What we are learning here today, is that if we want the best for our families, then we ought to live by God’s Torah. The reason these things are true, is the Torah lays down a system of holidays that remind us throughout the year of the Lord and the great love that He has for us. The Torah is a health manual, both spiritually and physically. The Torah is a marriage manual, how to treat one another and how to show our love for one another. The Torah describes how we should raise our family (see Devarim / Deuteronomy 4-10). The Torah describes how we are to treat our friends,strangers, and even our enemies. The Torah is a business manual (having just scales), and teaches us extensively about times of war. We are given instruction on how to fear and respect the Lord, how to take care of ourselves, personal hygiene and food, and how we relate to our spouses, children, servants, and workers. There are too many verses to reference here from the Torah to provide all of the examples, because from cover to cover the five books of Moshe details all of these things. Yeshua said the two most important commands, Love God with all your heart, and love your neighbor as yourself. He focused upon these three areas of the Torah and if we succeed in them we have fulfilled the Torah (lived it). Note how we speak a lot about God’s Torah, but what we are saying is God’s Word is involved in every aspect of our lives, for good, for life, for joy, and for peace.

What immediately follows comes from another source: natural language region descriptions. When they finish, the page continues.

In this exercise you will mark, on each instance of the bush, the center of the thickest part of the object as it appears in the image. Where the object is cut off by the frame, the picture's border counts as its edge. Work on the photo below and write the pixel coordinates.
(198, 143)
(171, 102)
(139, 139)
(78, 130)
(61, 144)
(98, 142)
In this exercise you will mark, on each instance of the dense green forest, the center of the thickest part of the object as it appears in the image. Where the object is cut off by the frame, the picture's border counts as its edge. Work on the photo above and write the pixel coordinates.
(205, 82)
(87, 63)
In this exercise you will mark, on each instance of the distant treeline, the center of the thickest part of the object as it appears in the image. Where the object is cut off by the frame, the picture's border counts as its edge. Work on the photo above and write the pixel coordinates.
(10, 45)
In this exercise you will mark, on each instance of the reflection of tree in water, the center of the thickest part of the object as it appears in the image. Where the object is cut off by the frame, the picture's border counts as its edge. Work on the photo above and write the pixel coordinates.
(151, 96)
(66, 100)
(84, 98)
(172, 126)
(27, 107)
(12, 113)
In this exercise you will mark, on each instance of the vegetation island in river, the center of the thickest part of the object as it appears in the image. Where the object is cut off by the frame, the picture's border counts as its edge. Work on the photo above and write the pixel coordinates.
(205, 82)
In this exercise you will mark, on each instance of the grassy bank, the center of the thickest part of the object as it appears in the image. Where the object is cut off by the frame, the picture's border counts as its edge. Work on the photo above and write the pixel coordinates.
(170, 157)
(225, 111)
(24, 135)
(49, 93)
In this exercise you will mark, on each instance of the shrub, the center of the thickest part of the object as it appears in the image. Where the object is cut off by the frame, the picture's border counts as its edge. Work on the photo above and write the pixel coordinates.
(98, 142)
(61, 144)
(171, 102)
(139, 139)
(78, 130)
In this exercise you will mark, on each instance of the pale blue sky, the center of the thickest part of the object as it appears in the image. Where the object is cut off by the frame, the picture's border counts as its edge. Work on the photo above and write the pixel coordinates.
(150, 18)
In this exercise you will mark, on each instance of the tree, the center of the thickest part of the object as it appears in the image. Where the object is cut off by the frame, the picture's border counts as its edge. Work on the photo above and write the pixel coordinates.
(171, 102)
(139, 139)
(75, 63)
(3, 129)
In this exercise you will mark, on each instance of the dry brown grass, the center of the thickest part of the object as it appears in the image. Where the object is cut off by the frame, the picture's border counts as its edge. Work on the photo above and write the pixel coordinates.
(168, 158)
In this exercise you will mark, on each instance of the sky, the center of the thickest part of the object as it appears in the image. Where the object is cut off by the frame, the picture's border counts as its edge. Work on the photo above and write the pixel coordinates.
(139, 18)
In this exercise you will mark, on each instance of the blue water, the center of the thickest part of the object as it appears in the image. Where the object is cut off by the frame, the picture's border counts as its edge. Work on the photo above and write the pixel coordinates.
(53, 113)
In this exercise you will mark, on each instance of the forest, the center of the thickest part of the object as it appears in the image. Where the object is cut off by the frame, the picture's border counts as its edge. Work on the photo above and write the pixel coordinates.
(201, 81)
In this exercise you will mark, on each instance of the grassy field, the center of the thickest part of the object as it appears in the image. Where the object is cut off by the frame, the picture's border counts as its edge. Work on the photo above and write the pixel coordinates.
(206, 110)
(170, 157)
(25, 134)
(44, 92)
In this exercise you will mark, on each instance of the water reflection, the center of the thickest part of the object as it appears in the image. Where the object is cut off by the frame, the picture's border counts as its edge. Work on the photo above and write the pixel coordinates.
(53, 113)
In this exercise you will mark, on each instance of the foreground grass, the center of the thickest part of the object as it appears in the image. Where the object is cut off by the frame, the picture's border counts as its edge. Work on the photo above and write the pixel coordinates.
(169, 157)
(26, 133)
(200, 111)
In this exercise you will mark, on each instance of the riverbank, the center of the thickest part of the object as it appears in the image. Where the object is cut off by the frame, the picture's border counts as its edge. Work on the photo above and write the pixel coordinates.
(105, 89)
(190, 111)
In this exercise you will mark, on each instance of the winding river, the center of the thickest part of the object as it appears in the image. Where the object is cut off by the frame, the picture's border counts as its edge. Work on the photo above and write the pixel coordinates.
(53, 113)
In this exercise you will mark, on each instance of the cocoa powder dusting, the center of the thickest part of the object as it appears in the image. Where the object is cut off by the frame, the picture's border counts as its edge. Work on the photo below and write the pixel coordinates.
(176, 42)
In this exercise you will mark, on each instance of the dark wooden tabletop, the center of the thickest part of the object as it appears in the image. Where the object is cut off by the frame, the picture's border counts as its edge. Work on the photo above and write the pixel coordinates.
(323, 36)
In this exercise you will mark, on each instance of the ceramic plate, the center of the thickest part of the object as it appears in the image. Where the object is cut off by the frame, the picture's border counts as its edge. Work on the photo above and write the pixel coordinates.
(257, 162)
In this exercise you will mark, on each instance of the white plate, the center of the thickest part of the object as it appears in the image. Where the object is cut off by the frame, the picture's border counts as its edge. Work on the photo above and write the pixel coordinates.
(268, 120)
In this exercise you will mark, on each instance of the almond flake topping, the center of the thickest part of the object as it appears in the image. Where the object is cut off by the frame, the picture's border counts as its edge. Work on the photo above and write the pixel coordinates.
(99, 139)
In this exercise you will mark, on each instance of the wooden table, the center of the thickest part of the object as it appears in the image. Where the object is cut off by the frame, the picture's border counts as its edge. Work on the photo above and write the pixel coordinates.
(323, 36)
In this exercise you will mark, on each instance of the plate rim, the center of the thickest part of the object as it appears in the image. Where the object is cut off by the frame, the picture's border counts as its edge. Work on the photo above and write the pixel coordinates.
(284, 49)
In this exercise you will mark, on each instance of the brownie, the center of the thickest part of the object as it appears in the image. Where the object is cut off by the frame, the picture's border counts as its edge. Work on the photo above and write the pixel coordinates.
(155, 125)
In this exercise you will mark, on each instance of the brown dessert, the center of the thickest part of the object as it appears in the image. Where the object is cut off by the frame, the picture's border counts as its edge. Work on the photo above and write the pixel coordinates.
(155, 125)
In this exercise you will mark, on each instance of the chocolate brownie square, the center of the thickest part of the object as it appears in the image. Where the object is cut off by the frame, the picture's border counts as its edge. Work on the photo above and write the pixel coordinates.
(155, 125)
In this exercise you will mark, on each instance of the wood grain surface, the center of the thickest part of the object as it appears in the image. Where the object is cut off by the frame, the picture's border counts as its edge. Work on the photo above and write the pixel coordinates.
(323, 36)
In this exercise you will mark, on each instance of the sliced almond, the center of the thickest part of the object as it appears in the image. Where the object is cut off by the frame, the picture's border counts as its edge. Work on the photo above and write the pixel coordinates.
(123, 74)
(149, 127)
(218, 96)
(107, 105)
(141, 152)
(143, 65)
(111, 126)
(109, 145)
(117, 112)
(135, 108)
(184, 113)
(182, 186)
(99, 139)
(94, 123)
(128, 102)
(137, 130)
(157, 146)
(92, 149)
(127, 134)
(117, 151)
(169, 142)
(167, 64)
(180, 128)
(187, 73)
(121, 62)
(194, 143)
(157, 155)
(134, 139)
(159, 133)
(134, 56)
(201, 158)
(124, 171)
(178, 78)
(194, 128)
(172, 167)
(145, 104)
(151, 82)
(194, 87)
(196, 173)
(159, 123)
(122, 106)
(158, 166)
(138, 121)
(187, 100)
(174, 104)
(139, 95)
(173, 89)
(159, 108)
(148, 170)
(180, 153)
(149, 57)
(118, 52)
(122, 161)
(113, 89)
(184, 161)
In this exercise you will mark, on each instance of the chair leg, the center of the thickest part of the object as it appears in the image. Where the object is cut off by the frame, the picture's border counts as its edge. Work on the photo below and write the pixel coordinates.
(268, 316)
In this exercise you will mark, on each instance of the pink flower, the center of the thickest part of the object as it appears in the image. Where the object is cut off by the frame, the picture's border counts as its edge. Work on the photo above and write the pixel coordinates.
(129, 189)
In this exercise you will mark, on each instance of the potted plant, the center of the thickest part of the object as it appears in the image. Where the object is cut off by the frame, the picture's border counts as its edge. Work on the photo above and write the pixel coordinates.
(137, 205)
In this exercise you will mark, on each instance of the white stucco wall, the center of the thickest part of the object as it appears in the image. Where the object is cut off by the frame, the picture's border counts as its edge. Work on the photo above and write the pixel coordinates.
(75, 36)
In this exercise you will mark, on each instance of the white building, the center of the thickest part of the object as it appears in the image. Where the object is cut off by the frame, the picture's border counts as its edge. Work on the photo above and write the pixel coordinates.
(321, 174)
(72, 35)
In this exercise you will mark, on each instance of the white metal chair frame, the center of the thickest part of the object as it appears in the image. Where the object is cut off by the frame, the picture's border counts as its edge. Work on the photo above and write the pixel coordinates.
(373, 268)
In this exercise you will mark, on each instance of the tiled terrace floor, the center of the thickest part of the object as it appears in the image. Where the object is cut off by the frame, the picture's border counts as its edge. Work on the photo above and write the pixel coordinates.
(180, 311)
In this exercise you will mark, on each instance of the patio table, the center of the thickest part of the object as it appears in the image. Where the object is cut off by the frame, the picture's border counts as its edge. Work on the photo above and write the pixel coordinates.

Paul’s writings further clarify what Yeshua taught. Paul reinforces a central tenant of the Torah in the covenant relationship, that a spouse is bound to the other spouse by the covenant of blood until one of them dies, then the marriage covenant is no longer in place. Similarly, a person dies to sin as being in Yeshua the Messiah, and the new master (Yeshua) takes over and we live according to the Spirit. The point is that every person who has the expectation of eternal life in the Kingdom of God, and wants to enjoy a good, healthy and prosperous life now, ought to do their best to follow the Creator’s instructions. The bottom line is, the more of the Torah we succeed to keep, the better our life will be and the better life will be for every one around us. It is also only with God’s help that we are able to do as He wants, to walk according to the Spirit. The commands were given to us in order to humble our lives for the glory of God. Instead of arrogantly declaring that we are “not under the law, but under grace,” which is an insult to the grace and goodness of God in His Word, we are to humble our lives, and to seek first His kingdom. He is looking for His sons and daughters to have the correct heart attitude towards His Torah, and like King David, thank Him and praise Him for giving us His perfect instructions, and to do the best we can to live by them. And when we fail, we get back up, repent, and continue to walk in the Spirit with the help of the Lord.